If a customer is comparing you against your competitors, there is potential to use Facebook ads to target people who have liked your competitor’s page. This allows you to put yourself forward as an alternative to your competitor, and you could even offer these users a deal to really up your game against the competition.
Using Twitter to engage with your customers and audience can be very useful at this point. Of course, retweeting positive messages about your brand will make you look great, but what could give you the edge is also acknowledging when someone has had something slightly negative to say—and showing how your response has fixed the problem.
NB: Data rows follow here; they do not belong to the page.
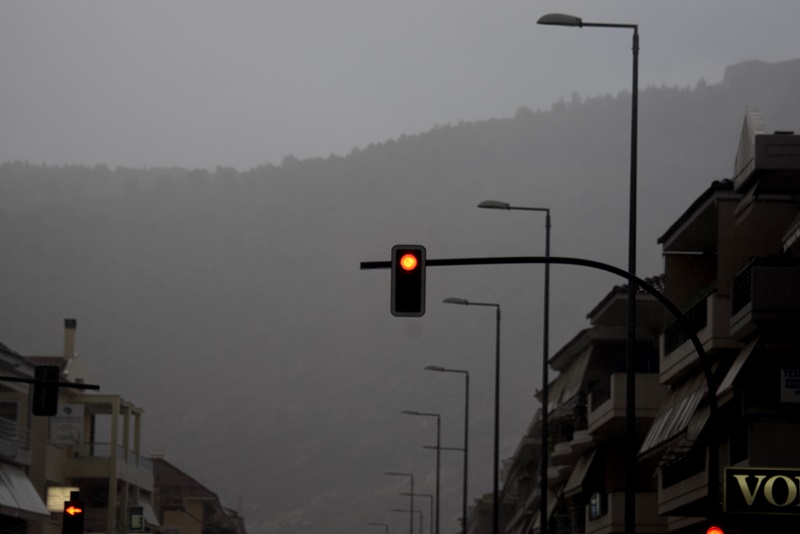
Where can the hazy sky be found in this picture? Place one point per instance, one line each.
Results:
(202, 83)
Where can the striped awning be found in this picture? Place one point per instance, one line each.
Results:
(18, 497)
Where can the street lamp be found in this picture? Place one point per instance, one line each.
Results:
(384, 525)
(494, 204)
(495, 482)
(438, 453)
(558, 19)
(428, 495)
(466, 439)
(411, 514)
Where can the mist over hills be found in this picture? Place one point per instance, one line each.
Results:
(230, 305)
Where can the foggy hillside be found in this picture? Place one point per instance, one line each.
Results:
(230, 305)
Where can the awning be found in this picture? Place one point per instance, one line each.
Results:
(149, 514)
(552, 502)
(573, 485)
(741, 359)
(678, 408)
(18, 497)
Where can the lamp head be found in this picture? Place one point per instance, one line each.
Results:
(559, 19)
(494, 205)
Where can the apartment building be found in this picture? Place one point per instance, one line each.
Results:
(22, 507)
(93, 446)
(732, 263)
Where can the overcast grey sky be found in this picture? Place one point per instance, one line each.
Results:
(205, 83)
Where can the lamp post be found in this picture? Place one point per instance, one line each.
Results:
(466, 439)
(384, 525)
(557, 19)
(438, 453)
(495, 482)
(428, 495)
(544, 453)
(411, 514)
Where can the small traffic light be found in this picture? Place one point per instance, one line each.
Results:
(45, 390)
(74, 510)
(408, 280)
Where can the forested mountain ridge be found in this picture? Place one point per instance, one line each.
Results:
(229, 304)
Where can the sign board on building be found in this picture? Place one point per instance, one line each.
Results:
(136, 519)
(57, 495)
(790, 385)
(762, 490)
(66, 427)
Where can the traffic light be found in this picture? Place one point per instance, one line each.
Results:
(45, 390)
(408, 280)
(74, 510)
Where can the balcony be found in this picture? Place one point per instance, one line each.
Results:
(764, 296)
(607, 402)
(15, 443)
(95, 460)
(606, 513)
(709, 318)
(683, 484)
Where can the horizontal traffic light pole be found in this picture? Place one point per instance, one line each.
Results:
(687, 328)
(58, 384)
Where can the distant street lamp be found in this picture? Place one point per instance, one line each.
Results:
(545, 451)
(384, 525)
(428, 495)
(558, 19)
(438, 453)
(466, 439)
(411, 514)
(496, 481)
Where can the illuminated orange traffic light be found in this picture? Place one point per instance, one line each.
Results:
(408, 281)
(72, 522)
(409, 262)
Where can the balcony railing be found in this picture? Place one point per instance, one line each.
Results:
(103, 450)
(15, 441)
(697, 316)
(765, 293)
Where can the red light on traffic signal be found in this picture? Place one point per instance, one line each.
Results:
(409, 262)
(408, 281)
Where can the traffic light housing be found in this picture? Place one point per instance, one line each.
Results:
(74, 510)
(45, 390)
(408, 281)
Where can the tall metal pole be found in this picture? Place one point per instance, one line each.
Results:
(466, 439)
(438, 454)
(630, 404)
(544, 452)
(496, 471)
(411, 513)
(466, 457)
(630, 449)
(496, 487)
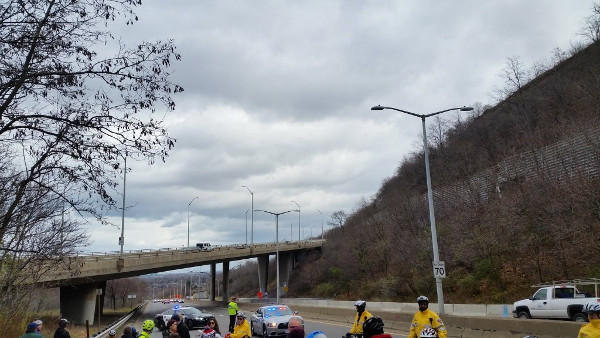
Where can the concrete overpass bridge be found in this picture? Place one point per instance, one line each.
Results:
(87, 274)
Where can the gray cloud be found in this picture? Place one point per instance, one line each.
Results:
(278, 95)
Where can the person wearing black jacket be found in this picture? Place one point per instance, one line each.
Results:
(62, 331)
(182, 329)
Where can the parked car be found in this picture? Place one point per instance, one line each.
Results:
(204, 246)
(559, 300)
(191, 316)
(272, 320)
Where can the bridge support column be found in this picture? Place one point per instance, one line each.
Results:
(213, 276)
(78, 303)
(225, 299)
(263, 272)
(286, 264)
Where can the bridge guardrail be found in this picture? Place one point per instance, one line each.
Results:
(167, 251)
(116, 324)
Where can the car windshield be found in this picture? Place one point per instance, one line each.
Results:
(277, 311)
(191, 311)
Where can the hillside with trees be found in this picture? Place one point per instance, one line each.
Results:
(517, 198)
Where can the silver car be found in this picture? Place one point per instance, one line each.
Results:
(272, 321)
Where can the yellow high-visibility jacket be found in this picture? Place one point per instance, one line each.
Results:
(241, 331)
(358, 322)
(590, 330)
(427, 318)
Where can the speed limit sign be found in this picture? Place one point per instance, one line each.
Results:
(439, 269)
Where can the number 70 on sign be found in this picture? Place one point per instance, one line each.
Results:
(439, 269)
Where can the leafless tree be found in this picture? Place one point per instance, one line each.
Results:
(591, 29)
(73, 102)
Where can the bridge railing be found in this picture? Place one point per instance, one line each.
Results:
(192, 249)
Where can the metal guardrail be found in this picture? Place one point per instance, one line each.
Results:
(116, 254)
(116, 324)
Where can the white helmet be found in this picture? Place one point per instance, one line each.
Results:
(428, 333)
(422, 299)
(592, 307)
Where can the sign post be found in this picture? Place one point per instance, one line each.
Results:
(439, 269)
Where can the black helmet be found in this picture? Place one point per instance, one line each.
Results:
(373, 326)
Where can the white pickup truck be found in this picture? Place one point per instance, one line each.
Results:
(556, 300)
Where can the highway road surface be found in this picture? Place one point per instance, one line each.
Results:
(331, 329)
This can demonstrate brand honesty to potential customers, as well as a willingness to make amends for errors made.
Research how your competitors are using their social channels and ensure you are delivering something different and better. If you have a similar tone, be sure to post more regularly and communicate more quickly with your followers. In short, be bigger, better, faster, stronger.
In e-shopping, Pinterest and Instagram are fantastic selling tools which can help you speed up every element of the buying cycle straight to purchase. If your product has a visual appeal, you need to be on these platforms.
Service providers are likely to need targeted Facebook ads in order to convert via social media. Ads targeted to finely-tuned audiences can be conversional, though while Twitter ads can also have conversional value, the targeting options are less refined.
After a purchase has been made, ensure there is a call to action that encourages the customer to follow or like your social channels.
Target customers on Facebook that have already bought from you to encourage them to come back. If you sell a product that needs to be replaced at certain points throughout the year, such as deodorant, target ads at customers at the approximate time that they may have run out.
If a customer hasn’t bought from your online shop in a month, post ads that are only visible to them, offering discounts on the products that they have been known to buy.
With visual platforms like Pinterest and Instagram, make sure your images match your brand’s aesthetic, and ensure that you post regularly. If the customer follows you, this will keep them hooked on your images and presence—they must like you or they wouldn’t have bought from you – and make them more likely to purchase from you again.
On Twitter, make sure you are posting about more than just your brand. This keeps your feed interesting to your audience and helps to avoid unfollows. Then when you have a deal or a new product to offer, they will be more likely to take notice.